Starting August 3, Public Broadcasting Service stations across the nation will broadcast “Happiness 101 With Tal Ben-Shahar,” a 90-minute special featuring the Israeli author and Ivy League lecturer as he advises viewers on how to make their lives more pleasurable and satisfying. Drawn from the positive psychology movement — defined by PBS as “the scientific study of optimal human functioning” — the program examines the concept of happiness and analyzes research studies looking at the combined effect of genes, personality and lifestyle on a person’s level of happiness. Joining Ben-Shahar on the program are comedian Ellen DeGeneres and several of Ben-Shahar’s colleagues in academia, who appear in segments exploring stress and other topics related to happiness.

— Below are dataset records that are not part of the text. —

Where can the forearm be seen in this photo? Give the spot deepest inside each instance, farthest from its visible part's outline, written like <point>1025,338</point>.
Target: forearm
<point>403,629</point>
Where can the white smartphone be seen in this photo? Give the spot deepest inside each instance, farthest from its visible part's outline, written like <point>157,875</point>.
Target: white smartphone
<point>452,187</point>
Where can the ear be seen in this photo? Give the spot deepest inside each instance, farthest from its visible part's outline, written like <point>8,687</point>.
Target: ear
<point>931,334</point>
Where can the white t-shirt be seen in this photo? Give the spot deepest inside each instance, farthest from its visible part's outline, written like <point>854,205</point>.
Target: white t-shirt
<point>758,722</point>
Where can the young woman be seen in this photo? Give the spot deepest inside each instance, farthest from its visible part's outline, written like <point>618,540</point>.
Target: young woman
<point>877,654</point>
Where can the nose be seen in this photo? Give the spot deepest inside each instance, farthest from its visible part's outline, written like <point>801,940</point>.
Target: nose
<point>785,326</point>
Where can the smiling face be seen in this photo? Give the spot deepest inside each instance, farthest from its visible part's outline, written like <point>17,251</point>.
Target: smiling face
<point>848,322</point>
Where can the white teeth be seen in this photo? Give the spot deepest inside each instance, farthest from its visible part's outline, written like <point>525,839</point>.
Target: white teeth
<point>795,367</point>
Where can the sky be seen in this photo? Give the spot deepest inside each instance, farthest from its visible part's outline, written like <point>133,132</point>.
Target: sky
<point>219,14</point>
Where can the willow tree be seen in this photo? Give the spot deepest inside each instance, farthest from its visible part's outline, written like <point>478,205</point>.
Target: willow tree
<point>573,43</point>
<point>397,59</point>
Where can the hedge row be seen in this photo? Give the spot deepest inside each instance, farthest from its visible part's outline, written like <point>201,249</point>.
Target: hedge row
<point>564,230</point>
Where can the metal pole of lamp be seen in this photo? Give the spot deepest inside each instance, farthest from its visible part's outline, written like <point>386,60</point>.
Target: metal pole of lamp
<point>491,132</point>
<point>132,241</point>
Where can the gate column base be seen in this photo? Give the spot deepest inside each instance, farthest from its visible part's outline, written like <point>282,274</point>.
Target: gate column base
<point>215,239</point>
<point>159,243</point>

Although the PBS program should produce one of his biggest audiences yet, Ben-Shahar has previous experience speaking to large groups. One of his courses, Psychology 1504: Positive Psychology, became the most popular class at Harvard during the 2005–2006 school year, drawing more than 850 students to each week’s lectures. A second course with Ben-Shahar ranked third on the university’s list of heavily subscribed courses that year, with an enrollment of 550.

The author of two books on positive psychology, Ben-Shahar promoted the latter, 2007’s “Happier: Learning the Secrets to Daily Joy and Lasting Fulfillment,” on “The Daily Show With Jon Stewart.”

A former Israeli national champion at squash, Ben-Shahar continued in the sport as an undergraduate at Harvard, earning all-American status three times. Currently a scholar-in-residence at The David Project, a pro-Israel advocacy organization, he is also the author of “A Clash of Values: The Struggle for Universal Freedom,” a 2002 book about Islamic extremism and the West.

Ben-Shahar will teach an online course on positive psychology through the University of Pennsylvania this fall.